The Gulf of Guinea (GoG), has since the late 2000s gained notoriety as the world’s leading hotspot for piracy, Major General Francis Ofori, Commandant, Kofi Annan International Peacekeeping Training Centre (KAIPTC), has said.
He said the GoG, which stretched from Senegal in West Africa to Angola in Central Africa (covering approximately 6,000km of coastline), was also increasingly becoming the world’s leading hotspot for kidnapping and armed robbery at sea.
He noted that the International Maritime Bureau’s (IMB) 2020 report said 195 incidents of piracy and armed robbery against ships were recorded worldwide.
He said out of the 135-crew kidnapped from their vessels in 2020, 130 were from the GoG waters representing over 95 per cent of crew members kidnapped in 22 separate incidents.
Major General Ofori said this at the opening of the Developing Maritime Security Culture Course in the Gulf of Guinea at Prampram in the Greater Accra Region.
The eight-day programme is being attended by 21 participants drawn from 10 countries drawn from West and Central Africa; namely Ghana, Togo, the Ivory Coast, Liberia, Sierra Leone, Senegal, Nigeria, Guinea Bissau, Cameroun, and Congo Brazzaville.
The course, which is the third in series is being organized by the KAIPTC in collaboration with the Government of Denmark and the Inter-Regional Coordinating Centre (ICC), seeks to expose participants to current knowledge on maritime security in the GoG.
The pilot course was held at Takoradi, Ghana in October, 2020 and received very good feedback.
The second course took place in Cotonou in Benin in November, 2020 and together 54 personnel have had their capacities strengthened so far.
The Prampram course has been designed with inputs from maritime security experts in the sub-region and reflects the most current realities on the ground.
Major General Ofori recounted that on January 23rd 2021, 15 crew were kidnapped and one person killed in a pirate attack of the container ship M/V Mozart (Liberian-flagged vessel) off the Nigerian coast.
He said latest statistics indicated that pirates in the GoG had honed their capabilities and were now launching attacks further from the coast.
“A week after the attack on MV Mozart, on 30 January 2021, MV Rowayton Eagle, flying a Marshal Island flag, was attacked about 200 nautical miles (nm) from shore, and similar incidents further out at sea are not uncommon.”
He said this was clearly a worrying trend that could only be resolved through increased and shared intelligence, information exchange, coordination between vessels, and among reporting and response agencies in the GoG region.
He noted that having a shared maritime security culture meant that maritime actors understood and appreciated the dynamics of maritime insecurity, whiles working to reduce maritime criminality at sea.
He said the IMB had indicated that attacks were documented in 15 GoG littoral states over the past three years.
“Clearly no country’s maritime space is immune.

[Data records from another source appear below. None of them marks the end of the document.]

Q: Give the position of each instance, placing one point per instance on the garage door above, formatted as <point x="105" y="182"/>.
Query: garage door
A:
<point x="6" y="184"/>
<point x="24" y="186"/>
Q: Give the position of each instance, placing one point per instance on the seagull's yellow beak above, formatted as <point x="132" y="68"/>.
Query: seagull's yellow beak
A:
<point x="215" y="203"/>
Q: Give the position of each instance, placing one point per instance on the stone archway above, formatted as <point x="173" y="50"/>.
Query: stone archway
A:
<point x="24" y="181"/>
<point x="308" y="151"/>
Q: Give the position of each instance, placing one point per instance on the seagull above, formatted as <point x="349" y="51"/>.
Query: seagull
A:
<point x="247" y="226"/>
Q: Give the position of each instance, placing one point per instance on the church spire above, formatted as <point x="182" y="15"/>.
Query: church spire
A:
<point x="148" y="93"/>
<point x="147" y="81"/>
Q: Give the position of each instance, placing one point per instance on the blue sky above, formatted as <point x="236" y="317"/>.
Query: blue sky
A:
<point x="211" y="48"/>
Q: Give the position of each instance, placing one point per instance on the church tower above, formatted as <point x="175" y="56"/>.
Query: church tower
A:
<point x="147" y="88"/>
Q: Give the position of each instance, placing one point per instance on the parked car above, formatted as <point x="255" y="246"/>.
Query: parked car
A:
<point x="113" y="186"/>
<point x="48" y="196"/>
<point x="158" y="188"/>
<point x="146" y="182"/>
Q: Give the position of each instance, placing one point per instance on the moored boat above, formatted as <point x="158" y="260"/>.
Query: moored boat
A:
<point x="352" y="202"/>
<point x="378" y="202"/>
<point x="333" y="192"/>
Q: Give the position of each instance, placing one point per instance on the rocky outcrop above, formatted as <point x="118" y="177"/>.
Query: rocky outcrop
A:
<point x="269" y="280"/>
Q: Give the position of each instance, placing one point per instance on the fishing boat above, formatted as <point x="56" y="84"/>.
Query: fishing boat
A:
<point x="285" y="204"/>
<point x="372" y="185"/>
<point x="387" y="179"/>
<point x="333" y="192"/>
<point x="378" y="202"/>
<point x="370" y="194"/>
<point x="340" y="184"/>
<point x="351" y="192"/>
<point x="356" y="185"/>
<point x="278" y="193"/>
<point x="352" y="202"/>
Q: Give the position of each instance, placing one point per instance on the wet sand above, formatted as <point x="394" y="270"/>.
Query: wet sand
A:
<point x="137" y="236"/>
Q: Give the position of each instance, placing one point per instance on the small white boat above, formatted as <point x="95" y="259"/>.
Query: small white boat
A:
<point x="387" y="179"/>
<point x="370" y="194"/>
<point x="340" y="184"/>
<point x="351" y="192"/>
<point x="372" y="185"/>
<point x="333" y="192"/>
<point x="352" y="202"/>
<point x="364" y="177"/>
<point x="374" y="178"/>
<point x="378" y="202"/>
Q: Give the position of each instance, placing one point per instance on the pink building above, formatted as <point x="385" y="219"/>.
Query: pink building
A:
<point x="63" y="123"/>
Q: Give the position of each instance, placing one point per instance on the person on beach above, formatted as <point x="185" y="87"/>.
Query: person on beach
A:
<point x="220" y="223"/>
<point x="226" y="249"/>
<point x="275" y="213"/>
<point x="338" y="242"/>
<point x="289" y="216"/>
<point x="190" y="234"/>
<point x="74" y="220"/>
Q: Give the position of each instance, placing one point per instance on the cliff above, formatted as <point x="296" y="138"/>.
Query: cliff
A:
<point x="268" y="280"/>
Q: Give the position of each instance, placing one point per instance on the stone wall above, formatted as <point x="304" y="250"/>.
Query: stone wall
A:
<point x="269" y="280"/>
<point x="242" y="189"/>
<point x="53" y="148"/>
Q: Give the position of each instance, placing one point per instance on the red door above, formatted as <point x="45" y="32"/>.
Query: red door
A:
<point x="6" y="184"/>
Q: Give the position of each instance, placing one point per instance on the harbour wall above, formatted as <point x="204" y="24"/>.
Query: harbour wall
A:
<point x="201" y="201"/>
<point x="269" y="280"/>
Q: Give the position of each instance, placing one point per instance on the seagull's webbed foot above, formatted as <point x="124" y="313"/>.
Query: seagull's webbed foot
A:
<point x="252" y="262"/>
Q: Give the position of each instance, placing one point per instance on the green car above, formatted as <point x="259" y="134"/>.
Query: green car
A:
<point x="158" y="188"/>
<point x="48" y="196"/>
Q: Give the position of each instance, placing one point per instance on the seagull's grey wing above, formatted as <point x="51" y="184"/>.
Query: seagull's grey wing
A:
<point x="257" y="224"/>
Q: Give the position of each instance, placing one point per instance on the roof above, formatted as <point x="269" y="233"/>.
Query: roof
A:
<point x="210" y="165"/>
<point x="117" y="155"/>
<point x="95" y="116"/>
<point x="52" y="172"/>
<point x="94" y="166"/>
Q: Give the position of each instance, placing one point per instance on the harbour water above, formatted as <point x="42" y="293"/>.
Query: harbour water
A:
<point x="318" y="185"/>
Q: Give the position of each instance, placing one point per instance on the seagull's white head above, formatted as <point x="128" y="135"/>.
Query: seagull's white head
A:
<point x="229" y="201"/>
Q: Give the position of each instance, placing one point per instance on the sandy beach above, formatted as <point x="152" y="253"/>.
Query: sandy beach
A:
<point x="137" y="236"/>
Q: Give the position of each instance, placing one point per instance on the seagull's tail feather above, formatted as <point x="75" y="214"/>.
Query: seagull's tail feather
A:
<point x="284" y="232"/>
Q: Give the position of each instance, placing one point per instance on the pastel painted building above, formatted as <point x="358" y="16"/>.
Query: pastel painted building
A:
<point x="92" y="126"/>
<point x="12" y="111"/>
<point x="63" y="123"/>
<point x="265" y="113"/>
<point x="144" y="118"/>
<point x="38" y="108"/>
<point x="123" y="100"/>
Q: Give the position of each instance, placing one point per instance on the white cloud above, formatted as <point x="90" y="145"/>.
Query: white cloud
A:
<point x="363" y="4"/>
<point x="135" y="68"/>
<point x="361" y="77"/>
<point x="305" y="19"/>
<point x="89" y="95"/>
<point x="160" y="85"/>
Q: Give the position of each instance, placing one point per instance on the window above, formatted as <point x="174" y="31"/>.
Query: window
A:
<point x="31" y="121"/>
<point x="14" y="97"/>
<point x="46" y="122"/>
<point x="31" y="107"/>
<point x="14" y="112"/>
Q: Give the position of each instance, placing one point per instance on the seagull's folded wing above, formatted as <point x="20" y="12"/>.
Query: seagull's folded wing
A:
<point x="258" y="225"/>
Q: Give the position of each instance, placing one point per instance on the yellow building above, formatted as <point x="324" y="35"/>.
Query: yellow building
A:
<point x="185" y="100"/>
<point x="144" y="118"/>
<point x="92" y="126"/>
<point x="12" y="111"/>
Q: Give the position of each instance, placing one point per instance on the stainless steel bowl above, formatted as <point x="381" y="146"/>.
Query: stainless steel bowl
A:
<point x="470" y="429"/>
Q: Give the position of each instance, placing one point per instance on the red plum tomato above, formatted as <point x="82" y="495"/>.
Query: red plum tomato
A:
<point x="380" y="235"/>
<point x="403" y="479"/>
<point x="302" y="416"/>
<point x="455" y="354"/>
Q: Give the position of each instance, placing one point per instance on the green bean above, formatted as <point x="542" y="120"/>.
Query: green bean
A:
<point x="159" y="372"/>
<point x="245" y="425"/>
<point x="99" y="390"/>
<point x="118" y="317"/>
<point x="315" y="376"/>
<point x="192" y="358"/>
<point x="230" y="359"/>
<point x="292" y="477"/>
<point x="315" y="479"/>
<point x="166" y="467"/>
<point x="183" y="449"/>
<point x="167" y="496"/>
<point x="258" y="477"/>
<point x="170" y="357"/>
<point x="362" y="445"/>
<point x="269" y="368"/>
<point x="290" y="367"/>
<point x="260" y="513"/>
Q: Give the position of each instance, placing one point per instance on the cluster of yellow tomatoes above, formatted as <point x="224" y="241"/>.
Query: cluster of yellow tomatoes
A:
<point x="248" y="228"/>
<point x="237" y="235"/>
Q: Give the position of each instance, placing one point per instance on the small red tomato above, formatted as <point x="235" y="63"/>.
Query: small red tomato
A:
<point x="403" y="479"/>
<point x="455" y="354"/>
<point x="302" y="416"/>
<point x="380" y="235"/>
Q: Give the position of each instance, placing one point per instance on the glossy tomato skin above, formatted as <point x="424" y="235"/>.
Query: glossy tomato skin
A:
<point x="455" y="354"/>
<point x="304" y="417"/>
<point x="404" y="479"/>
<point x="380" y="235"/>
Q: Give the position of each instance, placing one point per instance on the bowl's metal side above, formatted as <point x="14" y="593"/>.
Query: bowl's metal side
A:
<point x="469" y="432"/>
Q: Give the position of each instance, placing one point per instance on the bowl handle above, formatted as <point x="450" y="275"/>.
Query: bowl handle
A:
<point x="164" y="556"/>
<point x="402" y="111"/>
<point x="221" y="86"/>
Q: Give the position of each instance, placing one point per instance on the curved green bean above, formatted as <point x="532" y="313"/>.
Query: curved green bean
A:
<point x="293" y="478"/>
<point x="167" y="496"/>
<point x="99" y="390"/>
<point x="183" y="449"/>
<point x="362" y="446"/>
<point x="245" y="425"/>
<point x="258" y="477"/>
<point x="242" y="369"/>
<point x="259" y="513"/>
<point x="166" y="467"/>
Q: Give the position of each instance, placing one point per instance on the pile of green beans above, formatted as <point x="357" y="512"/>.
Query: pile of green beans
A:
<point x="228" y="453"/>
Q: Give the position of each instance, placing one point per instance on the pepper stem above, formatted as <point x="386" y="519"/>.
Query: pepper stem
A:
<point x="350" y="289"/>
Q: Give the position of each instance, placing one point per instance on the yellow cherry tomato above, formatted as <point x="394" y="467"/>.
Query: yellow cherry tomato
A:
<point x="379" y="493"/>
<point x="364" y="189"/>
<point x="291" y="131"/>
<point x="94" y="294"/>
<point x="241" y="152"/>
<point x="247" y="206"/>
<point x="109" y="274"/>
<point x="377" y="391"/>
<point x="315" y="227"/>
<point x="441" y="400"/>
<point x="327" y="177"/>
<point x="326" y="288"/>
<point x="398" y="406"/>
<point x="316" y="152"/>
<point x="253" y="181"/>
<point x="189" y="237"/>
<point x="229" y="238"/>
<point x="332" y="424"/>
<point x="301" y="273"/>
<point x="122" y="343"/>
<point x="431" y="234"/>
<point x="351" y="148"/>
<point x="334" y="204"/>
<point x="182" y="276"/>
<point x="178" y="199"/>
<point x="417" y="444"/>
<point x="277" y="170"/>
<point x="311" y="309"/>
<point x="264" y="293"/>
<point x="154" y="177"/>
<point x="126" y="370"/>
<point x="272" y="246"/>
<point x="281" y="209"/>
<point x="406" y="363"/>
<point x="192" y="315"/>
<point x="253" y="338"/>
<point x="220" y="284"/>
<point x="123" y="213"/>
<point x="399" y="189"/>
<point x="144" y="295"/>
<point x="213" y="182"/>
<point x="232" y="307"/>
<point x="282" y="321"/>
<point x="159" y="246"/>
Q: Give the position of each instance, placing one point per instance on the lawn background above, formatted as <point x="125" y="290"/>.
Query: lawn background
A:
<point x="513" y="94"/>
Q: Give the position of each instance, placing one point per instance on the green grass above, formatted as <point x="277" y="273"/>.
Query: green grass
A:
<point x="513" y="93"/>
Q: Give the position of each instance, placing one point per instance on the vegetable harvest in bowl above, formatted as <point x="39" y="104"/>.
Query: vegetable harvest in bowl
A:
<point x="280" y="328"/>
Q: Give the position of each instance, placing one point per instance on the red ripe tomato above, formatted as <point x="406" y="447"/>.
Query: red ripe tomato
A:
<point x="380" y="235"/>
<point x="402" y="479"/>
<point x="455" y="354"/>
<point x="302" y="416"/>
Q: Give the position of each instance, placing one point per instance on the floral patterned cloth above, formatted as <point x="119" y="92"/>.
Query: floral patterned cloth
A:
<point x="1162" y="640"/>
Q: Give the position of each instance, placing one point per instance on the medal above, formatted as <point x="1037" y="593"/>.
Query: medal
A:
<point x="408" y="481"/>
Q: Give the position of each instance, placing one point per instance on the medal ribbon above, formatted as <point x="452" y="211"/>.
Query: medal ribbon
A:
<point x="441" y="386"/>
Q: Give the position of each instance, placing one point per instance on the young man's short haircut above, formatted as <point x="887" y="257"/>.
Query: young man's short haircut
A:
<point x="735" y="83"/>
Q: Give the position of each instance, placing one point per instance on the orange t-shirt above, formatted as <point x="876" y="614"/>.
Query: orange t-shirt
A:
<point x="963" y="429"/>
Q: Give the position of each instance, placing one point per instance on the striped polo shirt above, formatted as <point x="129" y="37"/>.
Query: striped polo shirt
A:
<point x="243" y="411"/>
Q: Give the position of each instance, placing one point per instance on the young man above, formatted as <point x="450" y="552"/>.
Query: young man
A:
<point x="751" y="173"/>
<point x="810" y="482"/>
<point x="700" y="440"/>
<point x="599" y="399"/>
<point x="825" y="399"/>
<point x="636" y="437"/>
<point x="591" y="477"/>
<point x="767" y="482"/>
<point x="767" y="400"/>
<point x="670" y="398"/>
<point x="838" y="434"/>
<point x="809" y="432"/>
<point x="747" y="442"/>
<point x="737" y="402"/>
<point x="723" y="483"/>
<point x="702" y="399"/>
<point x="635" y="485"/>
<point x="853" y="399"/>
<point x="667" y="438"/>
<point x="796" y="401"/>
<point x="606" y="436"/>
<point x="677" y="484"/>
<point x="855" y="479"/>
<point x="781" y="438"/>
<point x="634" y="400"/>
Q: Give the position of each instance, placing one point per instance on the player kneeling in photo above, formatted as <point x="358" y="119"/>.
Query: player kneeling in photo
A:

In this sense, having a shared maritime security culture means that maritime actors understand and appreciate the dynamics of maritime insecurity, whiles working to reduce maritime criminality at sea,” the Commandant said.
“This is important because we understand that the Somalian scenario may not be the same as what we have in the GoG.”
Mr Tom Norring, Danish Ambassador to Ghana, who joined the meeting virtually, said ensuring maritime security in the GoG was a shared responsibility between national, regional and international maritime players.
He said the Government of Denmark was committed to supporting the agenda of enhancing maritime security in West Africa through the Danish Maritime Security for the GoG.
Professor Kwesi Aning, Director of the Faculty of Academic Affairs and Research, KAIPTC, said the course would enable participants to research and understand the complexities of the challenges of maritime security and the hurdles that they needed to overcome in response to these challenges.
Assistant Superintendent of Police (ASP) Peter Kwarteng, the Second-in-Command of Tema Maritime Police, a participant, in an interview with the Ghana News Agency, said in order to address the issue of maritime security in the GoG, there was the need for countries in the sub-region to share information.